Walter's Purple Heart was my third and last Simon & Schuster novel, my fifth published book, released in the Spring of 2002. It's back in "print" in ebook format as of October 2012.

There's a reason I brought these backlist titles out in ebook only: for those who prefer paper books, there are lots of hardcovers still to be had. Both Amazon and Barnes Noble online have out-of-print books listed, both new and used, and Abebooks.com is a good source as well. 

In my own words:

Michael Steeb is an aimless 21-year-old pot farmer, going nowhere in a Central California town. Walter Crowley was a young soldier killed in the Second World War 40 years earlier. What do these two have in common? They are the same person. Walter’s spirit was reincarnated as Michael. Yet Walter is still separate, still very much Walter. When Michael, playing with his roommate’s Ouija board, asks why, Walter the spirit says, “I wasn’t done being Walter. I think I’m stuck.”

And he has exploded into Michael’s life for a reason. Only Michael can get him unstuck. Walter wants him to find Andrew, Walter’s best buddy from the war years, and Mary Ann, the fiancée he left behind. Michael finds them—married to each other. Now his task is to convince them that he has access to the memories of their loved one 40 years gone. Mary Ann is “a knower,” and not a tough sell. She can sense the familiar in Michael. Andrew doesn’t bend easily, and he sets out to prove that Michael is the worst sort of con man. Meanwhile the old romance rekindles between Michael and Mary Ann, despite the harsh reality of the difference in their ages.

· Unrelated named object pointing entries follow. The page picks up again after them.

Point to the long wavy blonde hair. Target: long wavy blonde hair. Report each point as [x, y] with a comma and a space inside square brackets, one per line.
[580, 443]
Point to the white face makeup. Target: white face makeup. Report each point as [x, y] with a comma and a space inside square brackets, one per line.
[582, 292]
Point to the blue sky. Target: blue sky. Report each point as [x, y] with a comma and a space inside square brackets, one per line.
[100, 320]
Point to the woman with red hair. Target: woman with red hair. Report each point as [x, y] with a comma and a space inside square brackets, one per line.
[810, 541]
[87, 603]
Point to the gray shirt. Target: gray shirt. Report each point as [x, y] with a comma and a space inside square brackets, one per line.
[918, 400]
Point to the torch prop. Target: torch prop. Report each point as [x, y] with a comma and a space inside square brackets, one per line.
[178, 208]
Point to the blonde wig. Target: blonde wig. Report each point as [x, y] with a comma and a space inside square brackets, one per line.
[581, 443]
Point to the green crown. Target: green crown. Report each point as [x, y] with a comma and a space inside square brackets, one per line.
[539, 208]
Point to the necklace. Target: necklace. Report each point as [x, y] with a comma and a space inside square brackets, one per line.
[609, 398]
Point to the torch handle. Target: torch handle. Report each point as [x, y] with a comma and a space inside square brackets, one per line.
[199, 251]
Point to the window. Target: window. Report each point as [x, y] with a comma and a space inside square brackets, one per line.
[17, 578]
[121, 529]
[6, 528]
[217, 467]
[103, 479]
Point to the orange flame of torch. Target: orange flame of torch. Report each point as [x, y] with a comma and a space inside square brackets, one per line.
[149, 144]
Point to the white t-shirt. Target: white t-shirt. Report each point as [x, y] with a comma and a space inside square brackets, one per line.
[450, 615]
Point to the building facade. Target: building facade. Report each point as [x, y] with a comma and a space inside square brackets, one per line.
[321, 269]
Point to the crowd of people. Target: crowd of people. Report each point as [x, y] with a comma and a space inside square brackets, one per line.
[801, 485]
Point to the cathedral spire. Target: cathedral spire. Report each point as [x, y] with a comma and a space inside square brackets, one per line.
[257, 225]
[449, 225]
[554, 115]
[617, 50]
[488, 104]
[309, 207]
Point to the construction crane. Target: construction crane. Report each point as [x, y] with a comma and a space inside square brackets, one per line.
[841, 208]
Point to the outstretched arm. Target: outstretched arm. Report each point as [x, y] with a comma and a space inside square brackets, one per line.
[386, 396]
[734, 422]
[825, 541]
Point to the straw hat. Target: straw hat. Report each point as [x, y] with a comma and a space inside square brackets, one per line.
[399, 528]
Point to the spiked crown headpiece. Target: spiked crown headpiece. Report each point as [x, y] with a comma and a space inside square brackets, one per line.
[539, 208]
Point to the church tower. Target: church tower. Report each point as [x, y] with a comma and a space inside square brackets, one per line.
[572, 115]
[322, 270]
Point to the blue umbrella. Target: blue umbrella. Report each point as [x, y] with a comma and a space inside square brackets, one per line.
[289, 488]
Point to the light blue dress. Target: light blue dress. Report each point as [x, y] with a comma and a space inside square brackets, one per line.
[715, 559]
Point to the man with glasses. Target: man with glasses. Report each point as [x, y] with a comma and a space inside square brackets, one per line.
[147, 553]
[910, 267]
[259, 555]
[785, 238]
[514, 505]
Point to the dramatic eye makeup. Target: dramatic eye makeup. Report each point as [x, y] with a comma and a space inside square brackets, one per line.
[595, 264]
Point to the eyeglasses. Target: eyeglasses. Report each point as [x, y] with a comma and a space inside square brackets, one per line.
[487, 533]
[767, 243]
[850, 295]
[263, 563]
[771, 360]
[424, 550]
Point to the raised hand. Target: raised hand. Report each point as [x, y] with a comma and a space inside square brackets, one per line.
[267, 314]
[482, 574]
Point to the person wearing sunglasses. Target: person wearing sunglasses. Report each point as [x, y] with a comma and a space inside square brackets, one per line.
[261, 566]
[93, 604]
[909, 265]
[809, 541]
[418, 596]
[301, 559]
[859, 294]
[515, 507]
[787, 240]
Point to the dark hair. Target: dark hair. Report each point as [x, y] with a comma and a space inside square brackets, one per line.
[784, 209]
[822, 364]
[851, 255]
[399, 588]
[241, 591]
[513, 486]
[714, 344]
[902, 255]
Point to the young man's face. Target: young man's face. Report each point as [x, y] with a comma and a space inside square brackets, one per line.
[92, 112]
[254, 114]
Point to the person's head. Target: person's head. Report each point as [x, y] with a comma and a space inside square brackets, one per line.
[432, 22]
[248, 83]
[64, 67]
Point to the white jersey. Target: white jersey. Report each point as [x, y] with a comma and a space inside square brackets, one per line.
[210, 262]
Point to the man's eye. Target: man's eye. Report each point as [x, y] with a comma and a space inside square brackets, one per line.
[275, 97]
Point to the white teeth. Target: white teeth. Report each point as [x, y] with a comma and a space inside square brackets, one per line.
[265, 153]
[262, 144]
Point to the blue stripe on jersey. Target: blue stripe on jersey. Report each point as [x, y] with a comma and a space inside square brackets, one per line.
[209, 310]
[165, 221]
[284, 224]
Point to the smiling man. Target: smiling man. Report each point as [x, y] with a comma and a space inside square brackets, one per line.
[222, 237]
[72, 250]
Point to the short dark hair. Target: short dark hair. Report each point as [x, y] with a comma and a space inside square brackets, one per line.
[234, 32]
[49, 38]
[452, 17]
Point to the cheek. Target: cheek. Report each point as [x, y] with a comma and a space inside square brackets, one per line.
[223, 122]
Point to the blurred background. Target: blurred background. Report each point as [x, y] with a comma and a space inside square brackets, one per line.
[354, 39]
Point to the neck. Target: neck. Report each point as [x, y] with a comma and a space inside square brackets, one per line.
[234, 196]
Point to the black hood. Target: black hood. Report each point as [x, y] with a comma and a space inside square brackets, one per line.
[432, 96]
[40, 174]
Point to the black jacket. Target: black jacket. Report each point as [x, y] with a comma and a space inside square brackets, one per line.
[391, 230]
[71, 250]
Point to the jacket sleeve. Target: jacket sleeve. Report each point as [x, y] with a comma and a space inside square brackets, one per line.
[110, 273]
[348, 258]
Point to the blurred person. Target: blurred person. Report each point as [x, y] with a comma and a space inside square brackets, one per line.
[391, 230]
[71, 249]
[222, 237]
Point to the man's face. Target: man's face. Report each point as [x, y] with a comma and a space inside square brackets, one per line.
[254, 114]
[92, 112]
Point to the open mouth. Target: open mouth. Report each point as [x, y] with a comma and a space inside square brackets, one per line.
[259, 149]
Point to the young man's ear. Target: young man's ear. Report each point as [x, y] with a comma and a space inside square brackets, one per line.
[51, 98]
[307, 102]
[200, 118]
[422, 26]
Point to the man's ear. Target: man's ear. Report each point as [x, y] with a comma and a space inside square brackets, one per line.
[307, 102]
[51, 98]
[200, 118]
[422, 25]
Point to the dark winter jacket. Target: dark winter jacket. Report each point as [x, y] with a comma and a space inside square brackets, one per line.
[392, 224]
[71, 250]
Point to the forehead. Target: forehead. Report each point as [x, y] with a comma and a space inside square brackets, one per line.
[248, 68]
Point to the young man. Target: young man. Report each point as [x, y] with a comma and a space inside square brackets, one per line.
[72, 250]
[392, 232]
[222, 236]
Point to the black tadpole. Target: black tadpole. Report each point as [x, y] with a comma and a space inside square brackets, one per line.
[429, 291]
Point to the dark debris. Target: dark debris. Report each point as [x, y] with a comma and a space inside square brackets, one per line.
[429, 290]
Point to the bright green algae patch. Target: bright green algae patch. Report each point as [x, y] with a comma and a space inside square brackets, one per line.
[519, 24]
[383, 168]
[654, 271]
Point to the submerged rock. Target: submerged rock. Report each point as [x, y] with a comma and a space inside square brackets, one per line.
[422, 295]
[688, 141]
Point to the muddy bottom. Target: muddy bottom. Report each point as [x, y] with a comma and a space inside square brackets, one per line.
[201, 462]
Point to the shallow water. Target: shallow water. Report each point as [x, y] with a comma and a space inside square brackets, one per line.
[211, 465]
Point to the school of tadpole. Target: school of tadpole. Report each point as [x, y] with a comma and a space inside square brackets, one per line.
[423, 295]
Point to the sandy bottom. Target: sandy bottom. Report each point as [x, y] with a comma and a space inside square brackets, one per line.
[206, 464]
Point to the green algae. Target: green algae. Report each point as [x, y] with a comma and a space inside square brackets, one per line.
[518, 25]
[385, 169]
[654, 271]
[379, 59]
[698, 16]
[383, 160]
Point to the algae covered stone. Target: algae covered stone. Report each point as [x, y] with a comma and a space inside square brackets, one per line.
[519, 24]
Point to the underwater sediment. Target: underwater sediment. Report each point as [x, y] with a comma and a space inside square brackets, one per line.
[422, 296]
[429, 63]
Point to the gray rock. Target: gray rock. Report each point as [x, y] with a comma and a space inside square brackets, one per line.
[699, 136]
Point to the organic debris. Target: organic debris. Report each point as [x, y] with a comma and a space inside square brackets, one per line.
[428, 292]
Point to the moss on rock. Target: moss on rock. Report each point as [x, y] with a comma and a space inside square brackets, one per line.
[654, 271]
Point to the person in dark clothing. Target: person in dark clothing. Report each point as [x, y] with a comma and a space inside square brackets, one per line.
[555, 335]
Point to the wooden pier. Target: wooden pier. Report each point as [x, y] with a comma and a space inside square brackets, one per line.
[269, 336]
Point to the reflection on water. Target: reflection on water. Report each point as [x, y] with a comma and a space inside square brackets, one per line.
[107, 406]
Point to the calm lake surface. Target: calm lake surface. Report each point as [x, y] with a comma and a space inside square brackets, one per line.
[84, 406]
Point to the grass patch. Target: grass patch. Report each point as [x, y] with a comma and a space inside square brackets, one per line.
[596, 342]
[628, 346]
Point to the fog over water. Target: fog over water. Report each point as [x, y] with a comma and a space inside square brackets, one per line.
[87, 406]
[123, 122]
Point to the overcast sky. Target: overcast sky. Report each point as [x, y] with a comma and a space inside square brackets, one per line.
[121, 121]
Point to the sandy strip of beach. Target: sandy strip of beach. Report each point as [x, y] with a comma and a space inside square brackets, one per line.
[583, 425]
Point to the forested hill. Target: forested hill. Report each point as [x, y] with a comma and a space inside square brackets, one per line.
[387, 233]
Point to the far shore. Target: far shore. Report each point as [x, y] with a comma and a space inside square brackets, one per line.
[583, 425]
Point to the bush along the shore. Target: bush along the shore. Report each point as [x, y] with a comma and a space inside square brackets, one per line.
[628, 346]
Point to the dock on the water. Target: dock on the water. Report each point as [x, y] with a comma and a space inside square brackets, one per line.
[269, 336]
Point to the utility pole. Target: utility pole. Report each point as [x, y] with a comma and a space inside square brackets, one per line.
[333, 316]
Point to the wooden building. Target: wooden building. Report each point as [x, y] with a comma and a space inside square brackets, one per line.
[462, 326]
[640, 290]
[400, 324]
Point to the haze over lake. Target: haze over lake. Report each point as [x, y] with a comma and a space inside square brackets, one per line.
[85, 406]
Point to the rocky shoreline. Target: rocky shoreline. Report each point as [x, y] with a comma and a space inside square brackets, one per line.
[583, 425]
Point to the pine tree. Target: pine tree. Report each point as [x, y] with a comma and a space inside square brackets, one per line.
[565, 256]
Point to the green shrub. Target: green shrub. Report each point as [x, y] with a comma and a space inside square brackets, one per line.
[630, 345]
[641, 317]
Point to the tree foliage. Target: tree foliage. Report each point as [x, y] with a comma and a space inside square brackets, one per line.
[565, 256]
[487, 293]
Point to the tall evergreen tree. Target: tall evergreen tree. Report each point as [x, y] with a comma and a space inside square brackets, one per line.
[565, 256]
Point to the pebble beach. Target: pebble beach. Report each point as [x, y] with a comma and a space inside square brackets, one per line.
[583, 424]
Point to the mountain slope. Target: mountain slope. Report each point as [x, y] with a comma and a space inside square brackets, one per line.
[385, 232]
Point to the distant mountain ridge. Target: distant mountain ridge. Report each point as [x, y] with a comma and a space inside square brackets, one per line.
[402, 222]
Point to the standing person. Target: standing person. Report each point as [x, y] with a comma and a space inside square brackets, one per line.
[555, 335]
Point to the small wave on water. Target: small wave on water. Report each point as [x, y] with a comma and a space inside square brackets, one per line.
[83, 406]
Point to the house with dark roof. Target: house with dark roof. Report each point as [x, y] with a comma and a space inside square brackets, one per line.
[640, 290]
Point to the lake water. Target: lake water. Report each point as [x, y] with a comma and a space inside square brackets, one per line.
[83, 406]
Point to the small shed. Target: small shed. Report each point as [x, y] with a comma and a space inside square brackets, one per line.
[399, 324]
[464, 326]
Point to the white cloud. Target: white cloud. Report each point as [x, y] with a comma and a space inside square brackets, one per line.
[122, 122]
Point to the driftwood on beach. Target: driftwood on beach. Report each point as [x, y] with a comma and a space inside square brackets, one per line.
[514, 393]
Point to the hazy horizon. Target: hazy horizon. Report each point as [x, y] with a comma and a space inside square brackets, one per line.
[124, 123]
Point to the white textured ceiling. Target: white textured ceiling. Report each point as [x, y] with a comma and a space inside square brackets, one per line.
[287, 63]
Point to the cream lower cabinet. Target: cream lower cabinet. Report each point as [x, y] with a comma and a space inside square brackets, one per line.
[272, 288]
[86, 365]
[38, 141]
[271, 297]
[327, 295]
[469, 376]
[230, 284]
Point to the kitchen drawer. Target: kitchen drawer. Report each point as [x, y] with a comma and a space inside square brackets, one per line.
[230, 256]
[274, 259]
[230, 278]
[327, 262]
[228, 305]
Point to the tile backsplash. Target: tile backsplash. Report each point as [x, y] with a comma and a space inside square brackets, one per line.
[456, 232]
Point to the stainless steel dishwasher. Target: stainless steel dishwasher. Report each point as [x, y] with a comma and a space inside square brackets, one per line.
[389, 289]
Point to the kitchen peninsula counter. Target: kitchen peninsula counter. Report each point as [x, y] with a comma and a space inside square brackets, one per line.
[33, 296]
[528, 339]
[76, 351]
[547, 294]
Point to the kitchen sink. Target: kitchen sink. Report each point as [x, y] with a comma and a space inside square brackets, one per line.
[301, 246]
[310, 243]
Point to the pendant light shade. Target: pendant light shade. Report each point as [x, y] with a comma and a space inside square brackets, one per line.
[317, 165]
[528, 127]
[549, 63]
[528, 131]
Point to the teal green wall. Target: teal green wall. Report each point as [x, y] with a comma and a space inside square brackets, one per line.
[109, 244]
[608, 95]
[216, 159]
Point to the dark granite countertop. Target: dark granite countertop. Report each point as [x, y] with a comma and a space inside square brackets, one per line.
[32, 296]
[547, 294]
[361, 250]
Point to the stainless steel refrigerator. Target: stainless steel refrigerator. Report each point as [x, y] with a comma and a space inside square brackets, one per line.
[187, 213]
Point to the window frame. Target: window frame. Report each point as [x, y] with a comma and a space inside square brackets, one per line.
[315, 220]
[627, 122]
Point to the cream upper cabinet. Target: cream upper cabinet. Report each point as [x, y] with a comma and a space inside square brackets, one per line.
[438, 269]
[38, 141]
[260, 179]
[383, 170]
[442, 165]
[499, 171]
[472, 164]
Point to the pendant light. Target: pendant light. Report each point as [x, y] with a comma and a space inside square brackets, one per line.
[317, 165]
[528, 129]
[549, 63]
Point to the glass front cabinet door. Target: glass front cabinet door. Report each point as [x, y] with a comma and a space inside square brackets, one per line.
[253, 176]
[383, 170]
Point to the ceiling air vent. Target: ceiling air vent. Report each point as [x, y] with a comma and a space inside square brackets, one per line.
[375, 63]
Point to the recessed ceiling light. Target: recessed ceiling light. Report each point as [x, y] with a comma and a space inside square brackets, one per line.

Michael must do the near impossible: lead Walter’s mother and middle-aged brother to some kind of closure, make a believer of Andrew, and deliver the truth about Walter’s purple heart and the forgiveness that’s been missing for so many years.

Here's what the reviewers had to say: 

The Denver Post said, "In her latest remarkable novel, 'Walter's Purple Heart,' Catherine Ryan Hyde serves up 315 distinctive pages of reconciliation and hope. 'Walter's Purple Heart,' has been called 'sentimental,' as if that negates its literary and human value, when the opposite is actually true. Hyde subtly captures the most powerful elements of sentiment—qualities we all recognize and understand—and adds a dash of metaphysical hope. She suggests that when it comes to love, nothing is ever truly lost, but rather redirected. In the hands of a lesser author, the effort might have fallen flat. But thanks to Catherine Ryan Hyde's unwavering brilliance, 'Walter's Purple Heart' is a clear-cut gem—just what the doctor ordered for a nation with wounds on the mend." (Kelly Milner Halls)
The Milwaukee Journal Sentinel said, "With 'Pay It Forward,' Catherine Ryan Hyde displayed her talent for portraying human emotions. She underscores that gift with 'Walter's Purple Heart' in which she not only tugs at heartstrings but also deftly plays them while building to a poignant crescendo. It takes a perceptive and gentle-hearted writer to create a Walter who says, '...there's nothing so remarkable about me. Except that I'm Walter. And I'm Walter in a way that nobody else ever has been before or ever will be again. And I honestly believe that Walter-ness counts for something.' Indeed, it does." (Gail Cooke)
Library Journal said, "Hyde is a remarkable, insightful storyteller, creating full-bodied characters whose dialogue rings true, with not a word to spare. This is likely to gain the same attention, and probable film treatment as her Pay It Forward: it's compelling enough that readers may find themselves finishing it at a single sitting."
Booklist said, "Hyde's previous novels contain an element of the extraordinary, and this one is no different. With humor and thoughtfulness, Hyde crafts a plot unconventional yet comfortably familiar."